Repérer les obligations, les risques et les points d’attention métier.

02 Relier les équipes

Faire le lien entre conformité, opérations, data, SI et expérience client.

03 Passer à l’action

Identifier les chantiers où un renfort assurance peut sécuriser l’exécution.

Chers lecteurs,

Le paysage réglementaire européen continue son évolution, et la Taxonomie n’est plus une initiative lointaine mais une réalité palpante, particulièrement pour les groupes d’assurance. Alors que l’année 2024 marque la première année complète de reporting pour l’ensemble des activités éligibles, notre regard se porte déjà vers les exigences de 2025, qui promettent d’intensifier la pression sur l’intégration des critères ESG. Cet article se propose d’analyser les implications actuelles et futures de la Taxonomie européenne pour le secteur de l’assurance, en mettant en lumière les défis et les opportunités qui attendent nos institutions.

La Taxonomie européenne, au-delà d’être une simple classification, agit comme un puissant catalyseur, redéfinissant les contours de la durabilité dans la finance. Pour les groupes d’assurance, dont l’activité repose intrinsèquement sur la gestion des risques à long terme et la pérennité de leurs engagements, elle n’est pas une contrainte anecdotique, mais un élément structurel.

Genèse et Objectifs de la Taxonomie

La Taxonomie est née de la volonté de l’Union européenne de réorienter les capitaux vers des activités économiques durables, dans le cadre de son Pacte vert (“Green Deal”). Son objectif principal est de fournir un système de classification unifié et transparent pour les activités économiques qui contribuent de manière substantielle à six objectifs environnementaux :

  • L’atténuation du changement climatique
  • L’adaptation au changement climatique
  • L’utilisation durable et la protection des ressources aquatiques et marines
  • La transition vers une économie circulaire
  • La prévention et le contrôle de la pollution
  • La protection et la restauration de la biodiversité et des écosystèmes

Chaque activité doit non seulement contribuer à l’un de ces objectifs, mais aussi ne causer de préjudice significatif à aucun des autres objectifs (“Do No Significant Harm” – DNSH) et respecter des garanties minimales en matière de droits sociaux et de travail.
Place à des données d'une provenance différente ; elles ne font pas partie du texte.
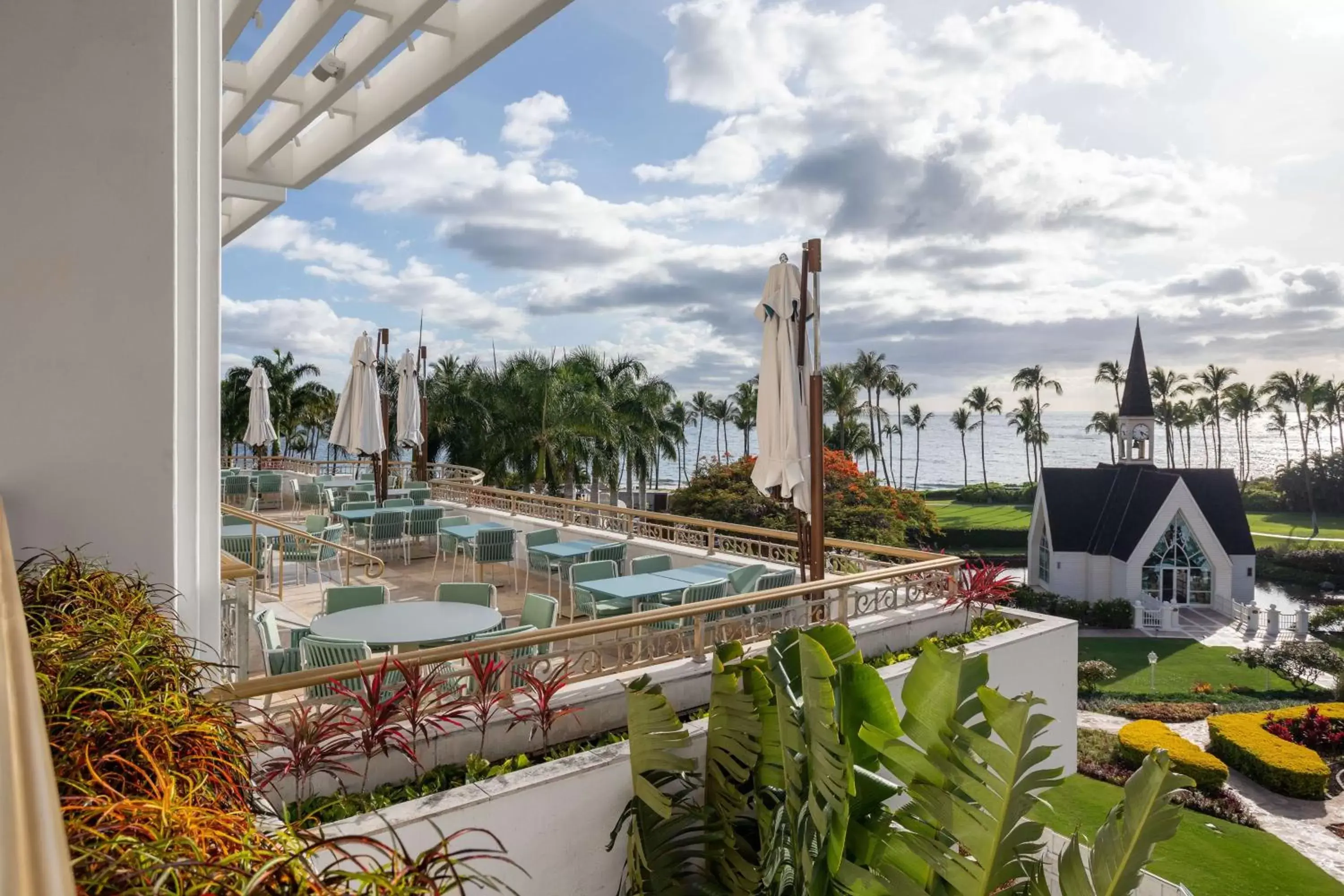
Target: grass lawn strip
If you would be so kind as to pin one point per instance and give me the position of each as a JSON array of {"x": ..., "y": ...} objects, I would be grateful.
[
  {"x": 1210, "y": 856},
  {"x": 1180, "y": 664}
]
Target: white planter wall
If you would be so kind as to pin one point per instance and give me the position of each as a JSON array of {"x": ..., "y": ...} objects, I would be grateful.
[{"x": 556, "y": 818}]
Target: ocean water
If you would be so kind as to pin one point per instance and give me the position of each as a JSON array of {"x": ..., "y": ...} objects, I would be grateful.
[
  {"x": 1006, "y": 461},
  {"x": 1006, "y": 458}
]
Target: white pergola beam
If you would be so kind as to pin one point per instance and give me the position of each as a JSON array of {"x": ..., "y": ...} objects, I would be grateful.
[
  {"x": 307, "y": 97},
  {"x": 412, "y": 80},
  {"x": 303, "y": 26},
  {"x": 237, "y": 14}
]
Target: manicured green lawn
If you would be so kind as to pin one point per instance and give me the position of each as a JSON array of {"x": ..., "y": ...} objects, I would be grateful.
[
  {"x": 957, "y": 515},
  {"x": 1213, "y": 857},
  {"x": 1180, "y": 664}
]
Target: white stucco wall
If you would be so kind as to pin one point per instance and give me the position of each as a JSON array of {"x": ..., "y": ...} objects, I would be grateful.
[
  {"x": 556, "y": 818},
  {"x": 109, "y": 285}
]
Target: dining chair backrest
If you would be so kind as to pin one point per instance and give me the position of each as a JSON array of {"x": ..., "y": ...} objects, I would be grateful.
[
  {"x": 479, "y": 593},
  {"x": 318, "y": 653},
  {"x": 541, "y": 536},
  {"x": 495, "y": 546},
  {"x": 386, "y": 526},
  {"x": 744, "y": 578},
  {"x": 615, "y": 552},
  {"x": 651, "y": 563},
  {"x": 347, "y": 597},
  {"x": 539, "y": 610},
  {"x": 424, "y": 521},
  {"x": 518, "y": 661},
  {"x": 781, "y": 579},
  {"x": 593, "y": 570},
  {"x": 241, "y": 546}
]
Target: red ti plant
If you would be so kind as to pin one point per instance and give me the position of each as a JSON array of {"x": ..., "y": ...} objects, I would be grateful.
[
  {"x": 541, "y": 692},
  {"x": 484, "y": 698},
  {"x": 982, "y": 585},
  {"x": 314, "y": 741},
  {"x": 377, "y": 719},
  {"x": 424, "y": 703}
]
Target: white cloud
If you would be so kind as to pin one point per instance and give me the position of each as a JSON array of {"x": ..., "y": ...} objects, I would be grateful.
[{"x": 529, "y": 124}]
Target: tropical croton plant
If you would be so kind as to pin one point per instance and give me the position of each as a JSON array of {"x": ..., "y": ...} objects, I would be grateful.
[{"x": 793, "y": 801}]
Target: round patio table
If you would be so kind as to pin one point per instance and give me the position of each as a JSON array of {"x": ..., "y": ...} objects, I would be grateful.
[{"x": 408, "y": 624}]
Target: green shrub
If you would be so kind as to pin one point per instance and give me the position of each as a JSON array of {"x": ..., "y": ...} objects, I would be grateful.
[
  {"x": 1093, "y": 673},
  {"x": 1240, "y": 739},
  {"x": 1137, "y": 739}
]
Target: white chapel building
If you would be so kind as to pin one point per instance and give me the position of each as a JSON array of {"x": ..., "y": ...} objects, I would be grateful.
[{"x": 1133, "y": 531}]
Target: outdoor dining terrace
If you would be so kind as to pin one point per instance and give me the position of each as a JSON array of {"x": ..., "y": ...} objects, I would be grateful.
[{"x": 483, "y": 566}]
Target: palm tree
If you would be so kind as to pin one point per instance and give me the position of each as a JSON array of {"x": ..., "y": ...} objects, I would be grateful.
[
  {"x": 870, "y": 370},
  {"x": 701, "y": 406},
  {"x": 745, "y": 406},
  {"x": 982, "y": 402},
  {"x": 1033, "y": 379},
  {"x": 918, "y": 422},
  {"x": 894, "y": 386},
  {"x": 1166, "y": 386},
  {"x": 840, "y": 396},
  {"x": 1107, "y": 422},
  {"x": 1023, "y": 422},
  {"x": 1214, "y": 381},
  {"x": 1279, "y": 424},
  {"x": 1115, "y": 374},
  {"x": 961, "y": 422},
  {"x": 1299, "y": 390}
]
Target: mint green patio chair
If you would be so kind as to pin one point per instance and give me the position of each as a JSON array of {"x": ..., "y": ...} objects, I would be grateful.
[
  {"x": 694, "y": 594},
  {"x": 744, "y": 578},
  {"x": 538, "y": 560},
  {"x": 615, "y": 552},
  {"x": 492, "y": 547},
  {"x": 651, "y": 563},
  {"x": 386, "y": 530},
  {"x": 584, "y": 601},
  {"x": 448, "y": 543},
  {"x": 347, "y": 597},
  {"x": 316, "y": 653}
]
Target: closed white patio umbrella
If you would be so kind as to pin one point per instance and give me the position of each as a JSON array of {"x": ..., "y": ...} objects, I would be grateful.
[
  {"x": 781, "y": 408},
  {"x": 260, "y": 431},
  {"x": 359, "y": 418},
  {"x": 408, "y": 402}
]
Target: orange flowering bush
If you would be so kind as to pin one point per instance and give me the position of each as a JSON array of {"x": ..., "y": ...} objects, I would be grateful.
[{"x": 857, "y": 505}]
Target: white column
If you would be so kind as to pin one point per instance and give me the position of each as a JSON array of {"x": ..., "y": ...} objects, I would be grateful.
[{"x": 109, "y": 288}]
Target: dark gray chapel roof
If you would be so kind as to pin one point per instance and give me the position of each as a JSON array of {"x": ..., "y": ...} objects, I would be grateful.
[{"x": 1107, "y": 509}]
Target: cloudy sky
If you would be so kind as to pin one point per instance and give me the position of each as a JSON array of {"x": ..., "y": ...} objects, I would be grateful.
[{"x": 996, "y": 186}]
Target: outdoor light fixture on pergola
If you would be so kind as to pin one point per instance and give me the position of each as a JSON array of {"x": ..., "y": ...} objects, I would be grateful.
[{"x": 396, "y": 60}]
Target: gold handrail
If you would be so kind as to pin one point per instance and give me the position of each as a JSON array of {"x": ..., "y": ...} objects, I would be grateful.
[
  {"x": 713, "y": 526},
  {"x": 697, "y": 612},
  {"x": 256, "y": 519},
  {"x": 34, "y": 852}
]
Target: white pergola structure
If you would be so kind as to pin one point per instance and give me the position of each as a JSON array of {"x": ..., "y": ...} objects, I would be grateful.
[{"x": 400, "y": 56}]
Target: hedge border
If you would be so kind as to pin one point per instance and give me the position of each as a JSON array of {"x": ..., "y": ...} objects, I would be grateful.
[
  {"x": 1240, "y": 739},
  {"x": 1139, "y": 738}
]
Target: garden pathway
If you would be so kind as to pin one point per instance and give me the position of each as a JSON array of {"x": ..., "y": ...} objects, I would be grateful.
[{"x": 1301, "y": 824}]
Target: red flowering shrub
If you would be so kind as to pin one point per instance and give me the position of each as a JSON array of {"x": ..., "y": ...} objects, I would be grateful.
[
  {"x": 857, "y": 505},
  {"x": 1311, "y": 730}
]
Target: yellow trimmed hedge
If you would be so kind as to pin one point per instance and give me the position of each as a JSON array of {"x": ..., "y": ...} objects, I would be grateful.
[
  {"x": 1240, "y": 739},
  {"x": 1139, "y": 738}
]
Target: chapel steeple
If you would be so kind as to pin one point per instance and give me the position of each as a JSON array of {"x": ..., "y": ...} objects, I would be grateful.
[{"x": 1136, "y": 409}]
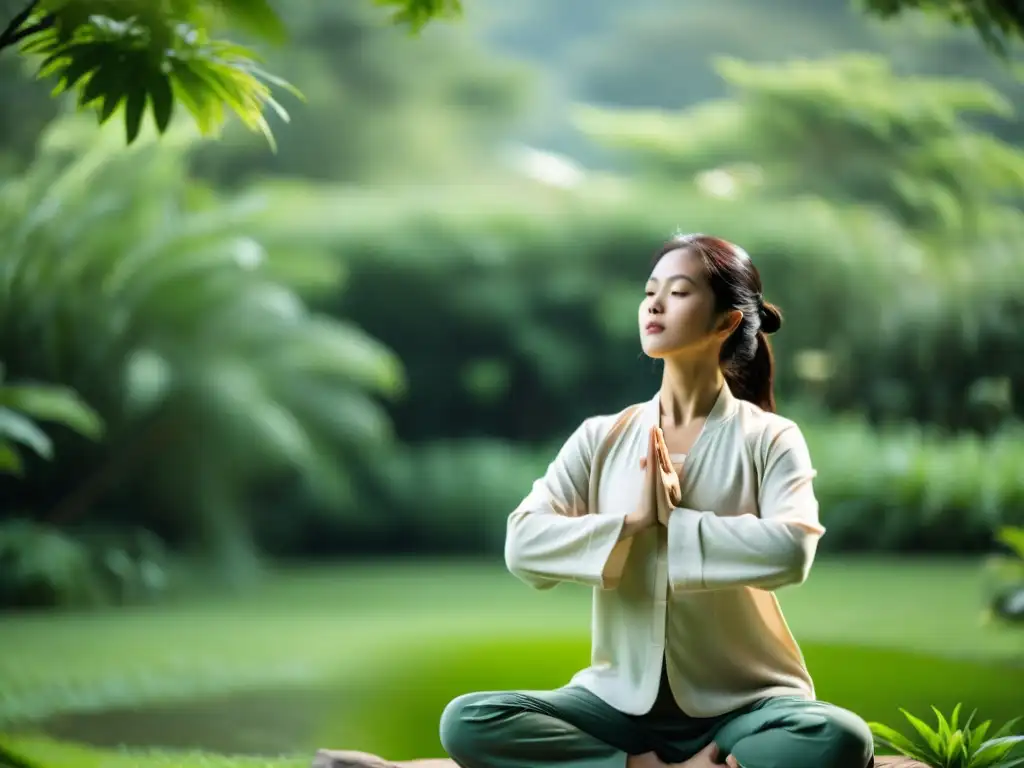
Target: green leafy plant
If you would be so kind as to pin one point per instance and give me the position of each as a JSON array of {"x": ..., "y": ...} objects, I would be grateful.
[
  {"x": 951, "y": 745},
  {"x": 22, "y": 404},
  {"x": 130, "y": 55}
]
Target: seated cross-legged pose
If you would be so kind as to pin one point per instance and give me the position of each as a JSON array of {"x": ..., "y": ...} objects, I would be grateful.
[{"x": 684, "y": 513}]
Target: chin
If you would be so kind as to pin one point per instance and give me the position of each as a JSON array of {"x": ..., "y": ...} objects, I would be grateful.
[{"x": 654, "y": 350}]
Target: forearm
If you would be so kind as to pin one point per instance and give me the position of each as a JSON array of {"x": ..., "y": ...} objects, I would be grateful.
[
  {"x": 543, "y": 549},
  {"x": 711, "y": 552}
]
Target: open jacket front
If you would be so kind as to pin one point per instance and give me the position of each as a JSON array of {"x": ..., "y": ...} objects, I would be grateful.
[{"x": 697, "y": 595}]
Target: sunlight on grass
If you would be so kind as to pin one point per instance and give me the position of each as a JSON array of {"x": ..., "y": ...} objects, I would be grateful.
[{"x": 876, "y": 635}]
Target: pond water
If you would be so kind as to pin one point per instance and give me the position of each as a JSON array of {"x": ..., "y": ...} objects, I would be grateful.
[
  {"x": 396, "y": 712},
  {"x": 266, "y": 722}
]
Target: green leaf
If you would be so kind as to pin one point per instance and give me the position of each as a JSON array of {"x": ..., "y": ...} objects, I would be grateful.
[
  {"x": 930, "y": 736},
  {"x": 1012, "y": 537},
  {"x": 163, "y": 99},
  {"x": 10, "y": 460},
  {"x": 1007, "y": 728},
  {"x": 993, "y": 751},
  {"x": 134, "y": 110},
  {"x": 954, "y": 719},
  {"x": 945, "y": 732},
  {"x": 53, "y": 403},
  {"x": 16, "y": 427},
  {"x": 892, "y": 738}
]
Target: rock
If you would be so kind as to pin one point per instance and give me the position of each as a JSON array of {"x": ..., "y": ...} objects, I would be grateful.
[{"x": 346, "y": 759}]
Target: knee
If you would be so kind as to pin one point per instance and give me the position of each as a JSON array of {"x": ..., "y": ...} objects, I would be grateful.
[
  {"x": 849, "y": 740},
  {"x": 464, "y": 733}
]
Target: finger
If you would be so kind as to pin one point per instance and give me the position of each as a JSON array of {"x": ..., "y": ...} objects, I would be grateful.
[{"x": 675, "y": 495}]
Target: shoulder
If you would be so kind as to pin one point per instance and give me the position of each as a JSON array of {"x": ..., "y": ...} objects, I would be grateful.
[
  {"x": 766, "y": 434},
  {"x": 597, "y": 431}
]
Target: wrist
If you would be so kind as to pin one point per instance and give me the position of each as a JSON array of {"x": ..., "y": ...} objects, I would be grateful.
[{"x": 635, "y": 522}]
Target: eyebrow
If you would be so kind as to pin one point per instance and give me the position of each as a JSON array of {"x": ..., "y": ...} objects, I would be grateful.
[{"x": 674, "y": 276}]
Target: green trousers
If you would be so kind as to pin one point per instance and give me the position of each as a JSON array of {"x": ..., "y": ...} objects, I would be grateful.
[{"x": 572, "y": 728}]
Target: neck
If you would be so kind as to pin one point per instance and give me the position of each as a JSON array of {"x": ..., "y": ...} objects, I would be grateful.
[{"x": 689, "y": 389}]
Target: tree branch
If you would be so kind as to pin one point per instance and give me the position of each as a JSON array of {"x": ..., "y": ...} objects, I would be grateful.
[{"x": 13, "y": 32}]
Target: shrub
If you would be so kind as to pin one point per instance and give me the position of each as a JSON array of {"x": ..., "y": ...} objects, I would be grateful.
[
  {"x": 893, "y": 489},
  {"x": 42, "y": 567}
]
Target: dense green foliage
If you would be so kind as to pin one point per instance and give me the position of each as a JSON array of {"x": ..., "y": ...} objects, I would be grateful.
[
  {"x": 130, "y": 56},
  {"x": 150, "y": 300}
]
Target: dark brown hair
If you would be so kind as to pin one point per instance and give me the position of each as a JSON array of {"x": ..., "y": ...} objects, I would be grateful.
[{"x": 747, "y": 357}]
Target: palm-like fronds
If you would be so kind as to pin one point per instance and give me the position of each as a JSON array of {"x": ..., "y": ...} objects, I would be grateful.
[{"x": 161, "y": 310}]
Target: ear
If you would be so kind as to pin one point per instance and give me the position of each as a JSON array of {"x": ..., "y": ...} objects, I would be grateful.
[{"x": 728, "y": 322}]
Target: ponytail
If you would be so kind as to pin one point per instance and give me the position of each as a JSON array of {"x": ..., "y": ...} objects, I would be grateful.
[{"x": 751, "y": 376}]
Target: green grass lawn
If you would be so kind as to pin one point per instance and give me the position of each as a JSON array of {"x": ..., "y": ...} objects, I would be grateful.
[{"x": 314, "y": 656}]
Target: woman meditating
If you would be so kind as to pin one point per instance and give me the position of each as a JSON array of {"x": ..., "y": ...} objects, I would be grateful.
[{"x": 684, "y": 513}]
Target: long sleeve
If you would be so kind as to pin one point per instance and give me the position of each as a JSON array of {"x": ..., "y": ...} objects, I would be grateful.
[
  {"x": 552, "y": 536},
  {"x": 710, "y": 552}
]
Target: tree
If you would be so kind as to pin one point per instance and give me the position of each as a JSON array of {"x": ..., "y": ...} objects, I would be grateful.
[
  {"x": 130, "y": 55},
  {"x": 999, "y": 23},
  {"x": 848, "y": 130},
  {"x": 150, "y": 296}
]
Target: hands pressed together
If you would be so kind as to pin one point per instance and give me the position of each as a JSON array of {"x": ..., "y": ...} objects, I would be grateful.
[{"x": 662, "y": 487}]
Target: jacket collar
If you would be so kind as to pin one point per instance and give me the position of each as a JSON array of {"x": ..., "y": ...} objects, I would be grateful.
[{"x": 725, "y": 408}]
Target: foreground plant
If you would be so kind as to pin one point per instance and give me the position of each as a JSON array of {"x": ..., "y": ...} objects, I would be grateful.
[{"x": 951, "y": 745}]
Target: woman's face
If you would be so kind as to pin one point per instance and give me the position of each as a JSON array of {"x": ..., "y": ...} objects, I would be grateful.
[{"x": 677, "y": 314}]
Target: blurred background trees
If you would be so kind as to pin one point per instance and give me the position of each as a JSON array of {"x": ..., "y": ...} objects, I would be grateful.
[{"x": 372, "y": 339}]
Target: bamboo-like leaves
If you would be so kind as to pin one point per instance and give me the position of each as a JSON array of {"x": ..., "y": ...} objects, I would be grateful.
[
  {"x": 952, "y": 747},
  {"x": 416, "y": 13},
  {"x": 118, "y": 64}
]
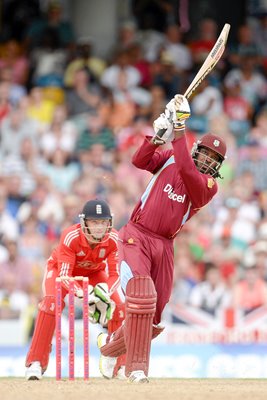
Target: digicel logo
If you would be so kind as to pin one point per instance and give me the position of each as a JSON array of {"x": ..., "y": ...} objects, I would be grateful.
[{"x": 172, "y": 195}]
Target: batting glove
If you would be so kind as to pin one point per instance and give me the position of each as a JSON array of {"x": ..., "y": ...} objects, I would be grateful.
[
  {"x": 104, "y": 312},
  {"x": 179, "y": 108},
  {"x": 163, "y": 128}
]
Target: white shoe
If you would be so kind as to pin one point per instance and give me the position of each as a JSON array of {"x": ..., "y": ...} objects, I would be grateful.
[
  {"x": 138, "y": 377},
  {"x": 34, "y": 372},
  {"x": 106, "y": 364}
]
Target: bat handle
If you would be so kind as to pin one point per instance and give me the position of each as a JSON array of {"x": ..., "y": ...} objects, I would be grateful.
[{"x": 161, "y": 132}]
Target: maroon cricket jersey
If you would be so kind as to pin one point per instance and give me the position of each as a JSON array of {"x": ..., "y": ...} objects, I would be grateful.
[{"x": 176, "y": 191}]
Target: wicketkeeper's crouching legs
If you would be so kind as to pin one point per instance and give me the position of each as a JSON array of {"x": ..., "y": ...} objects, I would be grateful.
[
  {"x": 134, "y": 336},
  {"x": 43, "y": 333}
]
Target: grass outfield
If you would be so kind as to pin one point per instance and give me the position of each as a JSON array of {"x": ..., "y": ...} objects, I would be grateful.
[{"x": 157, "y": 389}]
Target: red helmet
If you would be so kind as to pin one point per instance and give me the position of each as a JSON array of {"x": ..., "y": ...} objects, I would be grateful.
[{"x": 208, "y": 164}]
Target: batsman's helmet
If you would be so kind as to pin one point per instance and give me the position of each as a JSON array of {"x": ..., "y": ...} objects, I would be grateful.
[
  {"x": 96, "y": 210},
  {"x": 209, "y": 165}
]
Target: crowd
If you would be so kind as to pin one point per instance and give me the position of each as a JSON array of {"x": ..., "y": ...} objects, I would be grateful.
[{"x": 70, "y": 122}]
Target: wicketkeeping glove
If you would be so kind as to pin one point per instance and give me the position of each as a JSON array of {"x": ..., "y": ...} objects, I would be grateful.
[
  {"x": 92, "y": 301},
  {"x": 105, "y": 306}
]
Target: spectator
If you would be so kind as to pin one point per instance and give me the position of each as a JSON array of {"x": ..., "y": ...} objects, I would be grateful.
[
  {"x": 253, "y": 159},
  {"x": 179, "y": 52},
  {"x": 60, "y": 134},
  {"x": 211, "y": 294},
  {"x": 35, "y": 34},
  {"x": 251, "y": 291},
  {"x": 16, "y": 267},
  {"x": 124, "y": 81},
  {"x": 14, "y": 59},
  {"x": 84, "y": 59},
  {"x": 83, "y": 97},
  {"x": 95, "y": 132}
]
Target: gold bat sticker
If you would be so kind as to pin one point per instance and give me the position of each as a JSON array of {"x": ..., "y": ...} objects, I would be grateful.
[{"x": 211, "y": 183}]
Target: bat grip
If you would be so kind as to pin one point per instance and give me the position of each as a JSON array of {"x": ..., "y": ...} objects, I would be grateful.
[{"x": 161, "y": 132}]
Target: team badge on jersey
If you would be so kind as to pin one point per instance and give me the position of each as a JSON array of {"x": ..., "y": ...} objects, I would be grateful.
[
  {"x": 211, "y": 183},
  {"x": 102, "y": 253}
]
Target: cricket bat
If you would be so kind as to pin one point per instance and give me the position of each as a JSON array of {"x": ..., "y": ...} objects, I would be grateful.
[
  {"x": 210, "y": 62},
  {"x": 208, "y": 65}
]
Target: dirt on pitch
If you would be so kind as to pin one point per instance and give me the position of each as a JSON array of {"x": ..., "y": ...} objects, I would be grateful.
[{"x": 156, "y": 389}]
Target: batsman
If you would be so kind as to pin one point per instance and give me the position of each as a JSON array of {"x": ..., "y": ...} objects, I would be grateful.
[
  {"x": 182, "y": 183},
  {"x": 88, "y": 249}
]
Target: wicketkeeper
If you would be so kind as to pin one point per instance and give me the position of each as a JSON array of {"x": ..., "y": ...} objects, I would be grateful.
[
  {"x": 181, "y": 184},
  {"x": 85, "y": 249}
]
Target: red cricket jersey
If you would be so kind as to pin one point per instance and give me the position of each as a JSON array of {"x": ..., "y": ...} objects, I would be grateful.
[
  {"x": 176, "y": 191},
  {"x": 74, "y": 257}
]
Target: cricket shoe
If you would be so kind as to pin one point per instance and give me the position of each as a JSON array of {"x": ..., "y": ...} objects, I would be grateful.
[
  {"x": 106, "y": 364},
  {"x": 34, "y": 372},
  {"x": 138, "y": 377}
]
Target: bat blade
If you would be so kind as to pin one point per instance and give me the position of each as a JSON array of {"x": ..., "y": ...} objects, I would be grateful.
[
  {"x": 210, "y": 62},
  {"x": 208, "y": 65}
]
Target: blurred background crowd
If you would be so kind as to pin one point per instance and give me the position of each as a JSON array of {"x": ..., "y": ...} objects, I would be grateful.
[{"x": 70, "y": 122}]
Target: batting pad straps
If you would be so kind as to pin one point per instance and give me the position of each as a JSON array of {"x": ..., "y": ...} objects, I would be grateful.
[
  {"x": 140, "y": 307},
  {"x": 115, "y": 345}
]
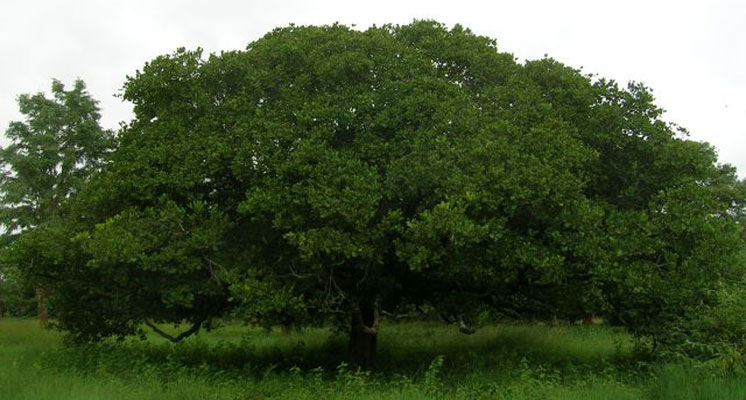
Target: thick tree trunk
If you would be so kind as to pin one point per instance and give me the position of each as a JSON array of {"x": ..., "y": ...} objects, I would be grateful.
[
  {"x": 363, "y": 336},
  {"x": 41, "y": 308}
]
Applicabilité aux Groupes d’Assurance : Un Spectre Large mais Différencié

Pour les groupes d’assurance, l’applicabilité de la Taxonomie se manifeste à plusieurs niveaux :

  • Les activités de souscription : Bien que non directement couvertes par les activités éligibles de la Taxonomie, l’assurance peut jouer un rôle indirect majeur via l’incitation à des pratiques plus durables chez ses assurés (par exemple, des primes réduites pour des bâtiments plus isolés ou des véhicules électriques). La Commission européenne étudie d’ailleurs l’extension de la Taxonomie à certaines activités financières indirectes, ce qui pourrait impacter ce volet à l’avenir.
  • Les activités d’investissement : C’est ici que l’impact est le plus direct et le plus significatif. Les portefeuilles d’investissement des assureurs, qu’ils soient généraux ou d’assurance-vie, doivent être évalués au regard de leur alignement avec la Taxonomie. Cela inclut les actifs sous-jacents aux produits d’assurance liés à des investissements (unit-linked), les fonds propres, les placements techniques et autres réserves.
  • Les activités propres du groupe : Le reporting doit également couvrir les propres opérations du groupe, telles que l’immobilier détenu et utilisé, les flottes de véhicules, la consommation d’énergie des data centers, ou encore les processus d’achats durables. C’est l’aspect le plus “corporel” de la Taxonomie pour les assureurs.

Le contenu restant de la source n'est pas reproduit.